Poster Presentation The 42nd Lorne Conference on Protein Structure and Function 2017

X-ray structure and biophysical characterisation of the antibacterial target MraY in complex with the natural product inhibitor tunicamycin. (#150)

Jonna K Hakulinen 1 2 , Jenny Hering 1 3 , Gisela Brändén 3 , Hongming Chen 1 , Arjan Snijder 1 , Margareta Ek 1 , Patrik Johansson 1
  1. Discovery Sciences, Innovative Medicines and Early Development Biotech Unit, AstraZeneca R&D Gothenburg, Göteborg, Sweden
  2. Current address: MRC Laboratory of Molecular Biology, Camebridge, UK
  3. Department of Chemistry and Molecular Biology, University of Gothenburg, Gothenburg, Sweden

Antibiotic resistance has become a serious threat to global health. Its rapid spread is causing the urgent need of novel antibiotics.
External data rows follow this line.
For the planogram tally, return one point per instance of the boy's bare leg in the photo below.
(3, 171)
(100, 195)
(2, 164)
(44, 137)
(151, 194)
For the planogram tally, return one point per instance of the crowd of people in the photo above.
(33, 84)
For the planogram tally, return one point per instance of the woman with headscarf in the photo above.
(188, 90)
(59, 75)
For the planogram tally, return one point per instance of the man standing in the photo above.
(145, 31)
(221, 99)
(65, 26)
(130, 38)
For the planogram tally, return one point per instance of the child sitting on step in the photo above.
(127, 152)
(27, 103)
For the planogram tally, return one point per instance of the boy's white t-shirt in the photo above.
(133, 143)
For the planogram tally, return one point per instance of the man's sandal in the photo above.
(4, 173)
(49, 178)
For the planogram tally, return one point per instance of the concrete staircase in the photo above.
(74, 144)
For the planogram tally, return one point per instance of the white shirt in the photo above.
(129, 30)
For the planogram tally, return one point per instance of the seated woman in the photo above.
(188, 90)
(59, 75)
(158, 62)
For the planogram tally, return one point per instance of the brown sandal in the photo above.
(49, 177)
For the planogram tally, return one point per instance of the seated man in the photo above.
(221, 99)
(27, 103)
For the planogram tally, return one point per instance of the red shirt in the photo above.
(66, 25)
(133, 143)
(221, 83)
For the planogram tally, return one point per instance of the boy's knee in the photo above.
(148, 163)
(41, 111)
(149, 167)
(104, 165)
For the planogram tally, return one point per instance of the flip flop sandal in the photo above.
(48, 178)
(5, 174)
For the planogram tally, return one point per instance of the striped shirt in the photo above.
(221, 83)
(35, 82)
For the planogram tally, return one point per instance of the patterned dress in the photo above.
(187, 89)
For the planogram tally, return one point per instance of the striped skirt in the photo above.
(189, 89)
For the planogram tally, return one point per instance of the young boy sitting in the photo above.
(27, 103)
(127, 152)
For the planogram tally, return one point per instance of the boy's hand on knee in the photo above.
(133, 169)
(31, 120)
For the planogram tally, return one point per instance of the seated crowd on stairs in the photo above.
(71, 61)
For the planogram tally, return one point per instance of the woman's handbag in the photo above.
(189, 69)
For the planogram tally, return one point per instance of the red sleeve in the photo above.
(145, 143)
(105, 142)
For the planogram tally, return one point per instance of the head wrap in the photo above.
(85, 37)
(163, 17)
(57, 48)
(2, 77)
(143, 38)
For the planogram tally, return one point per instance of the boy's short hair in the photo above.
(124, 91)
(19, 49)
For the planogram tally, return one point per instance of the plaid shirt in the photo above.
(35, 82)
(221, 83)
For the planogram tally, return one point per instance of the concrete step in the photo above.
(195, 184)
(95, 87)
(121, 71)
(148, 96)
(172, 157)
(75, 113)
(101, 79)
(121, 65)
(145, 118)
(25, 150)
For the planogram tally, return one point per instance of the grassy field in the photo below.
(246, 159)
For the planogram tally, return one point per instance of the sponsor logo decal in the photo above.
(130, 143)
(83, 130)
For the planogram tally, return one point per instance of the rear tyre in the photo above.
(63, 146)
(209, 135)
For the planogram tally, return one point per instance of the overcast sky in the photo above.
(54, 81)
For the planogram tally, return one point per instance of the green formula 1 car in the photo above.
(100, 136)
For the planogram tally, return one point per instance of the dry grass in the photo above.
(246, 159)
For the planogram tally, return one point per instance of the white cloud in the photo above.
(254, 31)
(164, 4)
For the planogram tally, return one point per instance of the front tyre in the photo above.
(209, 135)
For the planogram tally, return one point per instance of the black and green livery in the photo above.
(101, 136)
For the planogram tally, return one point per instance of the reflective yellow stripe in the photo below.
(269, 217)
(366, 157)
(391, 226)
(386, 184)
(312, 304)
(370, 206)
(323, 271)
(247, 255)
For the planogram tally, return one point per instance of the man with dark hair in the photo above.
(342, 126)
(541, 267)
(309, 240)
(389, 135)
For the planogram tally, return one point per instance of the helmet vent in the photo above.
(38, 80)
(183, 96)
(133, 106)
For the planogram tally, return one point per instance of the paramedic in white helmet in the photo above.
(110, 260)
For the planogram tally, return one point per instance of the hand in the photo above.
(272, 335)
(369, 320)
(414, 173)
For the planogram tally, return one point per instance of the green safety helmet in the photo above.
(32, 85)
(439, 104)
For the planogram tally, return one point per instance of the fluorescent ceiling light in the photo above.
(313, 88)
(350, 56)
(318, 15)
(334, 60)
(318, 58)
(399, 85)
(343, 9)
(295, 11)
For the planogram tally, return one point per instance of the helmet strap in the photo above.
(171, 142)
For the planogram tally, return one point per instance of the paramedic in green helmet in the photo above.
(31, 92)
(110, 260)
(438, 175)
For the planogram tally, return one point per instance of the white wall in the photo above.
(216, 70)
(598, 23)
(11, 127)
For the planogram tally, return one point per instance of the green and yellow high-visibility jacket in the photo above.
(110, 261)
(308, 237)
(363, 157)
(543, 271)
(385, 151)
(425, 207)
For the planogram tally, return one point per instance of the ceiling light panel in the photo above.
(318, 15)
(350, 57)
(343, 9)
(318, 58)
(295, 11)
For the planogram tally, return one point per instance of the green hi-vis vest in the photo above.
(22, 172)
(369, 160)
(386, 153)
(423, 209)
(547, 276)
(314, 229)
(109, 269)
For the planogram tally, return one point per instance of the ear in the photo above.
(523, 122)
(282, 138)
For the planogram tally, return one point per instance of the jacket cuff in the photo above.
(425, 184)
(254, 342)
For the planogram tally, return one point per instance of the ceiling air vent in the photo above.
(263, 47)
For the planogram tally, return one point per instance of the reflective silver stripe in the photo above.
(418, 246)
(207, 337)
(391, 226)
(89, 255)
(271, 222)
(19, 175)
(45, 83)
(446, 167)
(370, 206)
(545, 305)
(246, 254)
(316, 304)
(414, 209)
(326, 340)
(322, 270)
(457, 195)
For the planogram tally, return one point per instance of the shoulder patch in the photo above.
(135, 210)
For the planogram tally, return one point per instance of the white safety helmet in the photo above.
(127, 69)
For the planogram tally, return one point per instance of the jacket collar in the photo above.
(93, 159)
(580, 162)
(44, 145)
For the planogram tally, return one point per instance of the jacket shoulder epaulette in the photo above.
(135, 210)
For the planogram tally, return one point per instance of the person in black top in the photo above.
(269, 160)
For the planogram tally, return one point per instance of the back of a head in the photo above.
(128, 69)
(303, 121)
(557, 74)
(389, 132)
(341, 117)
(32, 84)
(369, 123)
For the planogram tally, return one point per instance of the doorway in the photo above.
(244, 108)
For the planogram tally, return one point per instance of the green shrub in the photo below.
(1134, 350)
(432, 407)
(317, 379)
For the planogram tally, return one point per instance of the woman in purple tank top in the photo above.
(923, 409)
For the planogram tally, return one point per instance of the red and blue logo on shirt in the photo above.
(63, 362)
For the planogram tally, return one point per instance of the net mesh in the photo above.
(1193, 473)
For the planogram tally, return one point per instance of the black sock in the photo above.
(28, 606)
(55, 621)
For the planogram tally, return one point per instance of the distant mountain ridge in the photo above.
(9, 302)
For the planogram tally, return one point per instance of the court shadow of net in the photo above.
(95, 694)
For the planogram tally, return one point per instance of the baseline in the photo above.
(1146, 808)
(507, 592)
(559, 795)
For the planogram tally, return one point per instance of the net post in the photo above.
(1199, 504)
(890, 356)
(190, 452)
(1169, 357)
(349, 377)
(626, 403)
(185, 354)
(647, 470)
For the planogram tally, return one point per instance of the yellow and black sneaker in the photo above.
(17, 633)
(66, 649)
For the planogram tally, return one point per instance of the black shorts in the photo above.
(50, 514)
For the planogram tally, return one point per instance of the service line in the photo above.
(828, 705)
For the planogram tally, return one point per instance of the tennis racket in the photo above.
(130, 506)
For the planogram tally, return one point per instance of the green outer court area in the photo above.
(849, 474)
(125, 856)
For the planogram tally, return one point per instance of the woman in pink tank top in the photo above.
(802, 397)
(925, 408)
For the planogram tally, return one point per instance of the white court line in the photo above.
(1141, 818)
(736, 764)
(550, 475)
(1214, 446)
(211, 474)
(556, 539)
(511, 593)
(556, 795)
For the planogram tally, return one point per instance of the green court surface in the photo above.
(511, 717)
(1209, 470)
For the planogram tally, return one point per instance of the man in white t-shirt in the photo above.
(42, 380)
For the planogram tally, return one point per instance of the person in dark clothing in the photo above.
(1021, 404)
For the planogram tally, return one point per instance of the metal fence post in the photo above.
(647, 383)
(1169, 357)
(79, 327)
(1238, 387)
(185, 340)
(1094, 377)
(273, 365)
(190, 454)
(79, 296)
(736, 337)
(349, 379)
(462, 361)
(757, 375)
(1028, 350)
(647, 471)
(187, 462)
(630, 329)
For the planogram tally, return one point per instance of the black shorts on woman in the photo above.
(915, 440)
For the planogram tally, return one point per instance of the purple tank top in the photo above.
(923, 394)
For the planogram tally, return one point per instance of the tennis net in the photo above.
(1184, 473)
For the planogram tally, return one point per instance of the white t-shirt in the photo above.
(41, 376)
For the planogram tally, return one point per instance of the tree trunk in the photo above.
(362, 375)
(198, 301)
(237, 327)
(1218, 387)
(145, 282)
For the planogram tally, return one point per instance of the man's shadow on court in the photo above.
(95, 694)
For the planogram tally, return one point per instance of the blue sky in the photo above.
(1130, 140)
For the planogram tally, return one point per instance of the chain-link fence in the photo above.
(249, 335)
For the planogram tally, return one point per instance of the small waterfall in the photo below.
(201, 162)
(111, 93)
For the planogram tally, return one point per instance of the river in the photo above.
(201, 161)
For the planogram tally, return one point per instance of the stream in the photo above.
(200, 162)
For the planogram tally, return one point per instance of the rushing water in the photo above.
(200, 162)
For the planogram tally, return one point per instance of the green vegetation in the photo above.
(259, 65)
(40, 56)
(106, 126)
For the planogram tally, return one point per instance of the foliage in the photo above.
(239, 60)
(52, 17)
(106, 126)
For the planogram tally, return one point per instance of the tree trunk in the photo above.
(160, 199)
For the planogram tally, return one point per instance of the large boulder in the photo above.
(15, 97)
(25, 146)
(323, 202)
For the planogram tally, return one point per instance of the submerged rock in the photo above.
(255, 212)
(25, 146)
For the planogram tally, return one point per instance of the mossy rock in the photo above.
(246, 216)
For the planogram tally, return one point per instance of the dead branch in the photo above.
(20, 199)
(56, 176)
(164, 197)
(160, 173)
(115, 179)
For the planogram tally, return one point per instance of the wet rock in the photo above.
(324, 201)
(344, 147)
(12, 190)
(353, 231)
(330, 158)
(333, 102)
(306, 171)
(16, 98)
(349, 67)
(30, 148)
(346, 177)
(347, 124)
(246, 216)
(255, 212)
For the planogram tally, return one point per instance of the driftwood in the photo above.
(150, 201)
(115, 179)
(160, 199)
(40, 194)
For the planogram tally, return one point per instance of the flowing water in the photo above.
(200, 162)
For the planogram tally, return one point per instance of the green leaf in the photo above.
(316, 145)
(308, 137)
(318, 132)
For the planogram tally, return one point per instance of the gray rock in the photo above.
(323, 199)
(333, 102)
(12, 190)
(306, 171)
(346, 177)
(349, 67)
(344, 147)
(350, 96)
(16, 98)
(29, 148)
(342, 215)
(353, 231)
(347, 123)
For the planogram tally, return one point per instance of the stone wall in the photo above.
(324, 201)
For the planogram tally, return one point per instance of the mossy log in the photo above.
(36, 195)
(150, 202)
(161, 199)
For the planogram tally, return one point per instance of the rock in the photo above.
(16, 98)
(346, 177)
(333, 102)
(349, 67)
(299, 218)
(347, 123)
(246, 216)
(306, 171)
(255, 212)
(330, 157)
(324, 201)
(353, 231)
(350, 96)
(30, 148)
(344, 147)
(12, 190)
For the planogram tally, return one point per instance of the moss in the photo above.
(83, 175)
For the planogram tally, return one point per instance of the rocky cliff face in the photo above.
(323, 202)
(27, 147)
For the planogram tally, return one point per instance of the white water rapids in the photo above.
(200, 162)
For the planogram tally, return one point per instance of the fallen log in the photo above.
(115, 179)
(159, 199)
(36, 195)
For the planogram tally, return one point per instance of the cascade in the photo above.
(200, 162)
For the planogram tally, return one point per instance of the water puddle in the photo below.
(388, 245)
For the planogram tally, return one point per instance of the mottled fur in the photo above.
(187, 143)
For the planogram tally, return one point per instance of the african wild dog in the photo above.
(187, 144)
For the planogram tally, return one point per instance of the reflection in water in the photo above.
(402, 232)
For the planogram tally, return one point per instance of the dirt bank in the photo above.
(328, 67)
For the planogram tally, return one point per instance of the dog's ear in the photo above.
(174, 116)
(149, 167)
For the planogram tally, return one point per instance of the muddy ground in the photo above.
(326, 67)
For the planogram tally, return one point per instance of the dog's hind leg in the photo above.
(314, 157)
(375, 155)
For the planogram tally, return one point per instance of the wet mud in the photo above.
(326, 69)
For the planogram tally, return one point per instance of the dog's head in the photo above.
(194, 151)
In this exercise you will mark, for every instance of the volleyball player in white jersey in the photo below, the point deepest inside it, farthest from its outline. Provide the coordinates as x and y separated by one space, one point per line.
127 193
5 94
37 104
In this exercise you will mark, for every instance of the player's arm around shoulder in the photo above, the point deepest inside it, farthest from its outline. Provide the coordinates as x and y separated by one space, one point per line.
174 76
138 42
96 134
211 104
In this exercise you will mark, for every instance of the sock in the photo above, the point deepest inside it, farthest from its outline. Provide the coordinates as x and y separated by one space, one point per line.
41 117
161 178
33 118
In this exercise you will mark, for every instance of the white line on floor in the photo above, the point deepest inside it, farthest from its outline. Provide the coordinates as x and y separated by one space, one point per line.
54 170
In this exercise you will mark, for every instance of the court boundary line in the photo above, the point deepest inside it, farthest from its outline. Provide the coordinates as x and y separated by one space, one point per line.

Phospho-N-acetyl-muramoyl-pentapeptide translocase (MraY) belongs to the polyisoprenyl-phosphate N-acetylglucosaminosugar-1-phosphate (PNPT) superfamily and catalyses the first step in bacterial peptidoglycan synthesis pathway. MraY is the site of action for four classes of natural product nucleoside antibiotics (tunicamycins, ribosamino-uridines, uridylpeptides and capuramycins), hence favoring it as a promising target for the development of novel antibiotics. Here the X-ray structure of MraY in complex with the natural product nucleoside inhibitor tunicamycin is presented. The structure together with biophysical characterisation gives insights into molecular basis of tunicamycin binding and allows conclusions about tunicamycin inhibition of eukaryotic N-linked glycosylation.